No, this has got to end now. It’s been going on for far too long. I pick it up, the frog sticker, long and aciculate. I grip it tightly and straighten up my posture. I take a step forward. “Wait, stop! Salem what are you doing? Think about this rationally for a bit. You’re a smart kid. You don’t want to do this. It’s not right! Just put it down Salem, it’s not worth it.” A sudden voice stops me in my tracks and tries to talk me out of making my move. Before long, the counterpart butts in. “Stop? Have you completely lost it? Why stop now when you’re so close to unfolding your devious plan? Don’t be a fool. Pick up the damn thing Salem and be a man. You’ve worked too hard to end this so stop being a coward and do it.” I actually start thinking, weighing my options and my decision carefully and how much this matters. ‘She’ speaks again. “Salem, you don’t have to be a fool to be a man. Don’t let anger overshadow the best of you. Don’t do this, its wrong.” ‘He’ stands in defense. “Wrong? How would you know what ‘wrong’ is? You’ve never done anything wrong. Everything you do is right!” “Well that’s the whole idea.” I smile to myself for a brief moment, listening to the two voices in my head argue, like little children crying for attention. “Ah, she patronizes too. Look doll face; just leave the poor child alone. Don’t deprive him of his destiny…” “Destiny?”, ‘She’ teases. “What rubbish. The poor boy is fourteen, merely an innocent adolescent with no sense of direction. This clearly is far from being his destiny.” “Ah but you forget your holiness, this here isn’t merely a child. He is the only son, a brother who by all means must protect his sisters, a boy who will become a man someday and…” “A man who is a murderer!” Her voice grows stronger. I never knew the two voices in my head could have such an intense argument. “How is this going to help? How, does this matter?” ‘She’ questions. “You just don’t get it do you? He can’t live with the guilt of knowing that something is happening and he does nothing about it.” “Committing this abominable act will be the guilt he will have to live with for the rest of his life!”

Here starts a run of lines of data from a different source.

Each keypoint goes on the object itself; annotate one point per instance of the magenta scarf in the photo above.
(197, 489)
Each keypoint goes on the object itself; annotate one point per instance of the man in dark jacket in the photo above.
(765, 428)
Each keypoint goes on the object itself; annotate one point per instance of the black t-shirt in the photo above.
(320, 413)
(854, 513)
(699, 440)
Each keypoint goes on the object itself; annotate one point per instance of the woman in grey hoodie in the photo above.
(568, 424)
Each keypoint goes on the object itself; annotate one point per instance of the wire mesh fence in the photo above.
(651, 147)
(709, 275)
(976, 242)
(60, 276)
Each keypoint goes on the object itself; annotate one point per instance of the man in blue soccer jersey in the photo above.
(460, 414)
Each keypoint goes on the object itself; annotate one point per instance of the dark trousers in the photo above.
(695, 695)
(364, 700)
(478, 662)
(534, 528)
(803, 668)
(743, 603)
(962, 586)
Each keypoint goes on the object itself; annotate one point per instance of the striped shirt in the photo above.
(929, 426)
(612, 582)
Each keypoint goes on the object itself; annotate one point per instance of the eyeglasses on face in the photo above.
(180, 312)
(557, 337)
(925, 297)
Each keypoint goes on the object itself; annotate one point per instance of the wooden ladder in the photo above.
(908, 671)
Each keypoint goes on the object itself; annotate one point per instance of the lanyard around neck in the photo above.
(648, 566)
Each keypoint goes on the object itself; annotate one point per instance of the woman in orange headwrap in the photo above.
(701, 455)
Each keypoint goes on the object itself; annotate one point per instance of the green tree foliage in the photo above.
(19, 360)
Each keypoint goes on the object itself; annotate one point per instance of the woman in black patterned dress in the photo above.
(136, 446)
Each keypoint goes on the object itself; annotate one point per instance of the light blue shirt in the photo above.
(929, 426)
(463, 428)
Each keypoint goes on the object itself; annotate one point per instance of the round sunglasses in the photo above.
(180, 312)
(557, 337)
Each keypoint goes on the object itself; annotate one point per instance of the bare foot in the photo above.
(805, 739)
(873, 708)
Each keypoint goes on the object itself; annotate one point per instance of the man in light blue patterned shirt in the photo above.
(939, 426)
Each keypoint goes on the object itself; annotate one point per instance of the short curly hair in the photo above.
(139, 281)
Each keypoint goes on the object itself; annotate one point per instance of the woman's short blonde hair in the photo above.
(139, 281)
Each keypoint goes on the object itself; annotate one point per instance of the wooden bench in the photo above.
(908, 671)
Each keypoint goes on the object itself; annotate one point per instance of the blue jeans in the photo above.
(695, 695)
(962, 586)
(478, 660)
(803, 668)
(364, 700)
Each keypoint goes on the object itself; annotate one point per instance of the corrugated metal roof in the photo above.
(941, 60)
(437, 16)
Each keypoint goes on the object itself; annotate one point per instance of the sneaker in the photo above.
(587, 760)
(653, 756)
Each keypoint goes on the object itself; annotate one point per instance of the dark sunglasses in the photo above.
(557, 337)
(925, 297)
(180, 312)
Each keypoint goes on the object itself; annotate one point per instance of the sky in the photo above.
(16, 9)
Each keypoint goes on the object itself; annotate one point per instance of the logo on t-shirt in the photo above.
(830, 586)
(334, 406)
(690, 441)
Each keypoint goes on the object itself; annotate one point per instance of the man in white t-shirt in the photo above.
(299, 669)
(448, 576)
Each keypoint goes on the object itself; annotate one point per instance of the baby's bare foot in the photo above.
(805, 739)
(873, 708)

I close my eyes, irritated and angry and speak with my mind. “Please, just shut the fuck up! Leave me alone. This is my decision and I have my reasons. Stop messing with my thoughts!” For a split second, I feel like one of those people with multiple personalities; hearing all sorts of voices argue in my head. Damn! “Ok Salem, focus.” I tell myself as I pick up an orange with my right hand and grip my artistic tool with my left hand. I march up to the hairy bastard, feeling absolutely emotionless and heartless. Within seconds I forcefully stuff the orange into Hanks mouth. I clasp it down on him like a muzzle and perform my version of an abstract masterpiece; I press the severed machete on his ugly, freckled neck and slowly but forcefully drag it across from one end of his throat to the other. “How’s that for entertainment you sick, twisted fuck!” I whisper into his ears. Hank fall’s to the floor, gasping for breath and holds on to whatever is left of the structure that supports his head. He tries to scream, but the orange is in there real tight. He tries to stand up and run, but I walk over to him and stamp on his legs until I hear the bones click. I smile to myself and sit on the chair admiring my work of art. Hank’s eyes are filled with tears. He looks petrified almost as if he could piss in his pants at any given moment. I walk over to Hank and sit on his ugly beer belly. Then I stare into his eyes and go for my finishing touches. I stab the bastard through his heart with full force. With each stab, different images flash through my mind. Stab one; his fingers up my sister’s knickers. Stab two; my sister crying herself to sleep at night. Stab three; the ordeal he put her through each time he fucked her. Stab four; seeing and feeling the fear my sister had for him. Stab five; the mask my sister wore each morning, to conceal the pain hidden in her eyes. Stab six; for all those times my sister slashed her write to ease her mind. Stab seven; scaring her for life! Tears stream down my face. I get off his mangled body and kick it. I chuck the knife aside, trot back to my room and crawl into bed. I just brutally killed a man and I have never felt better!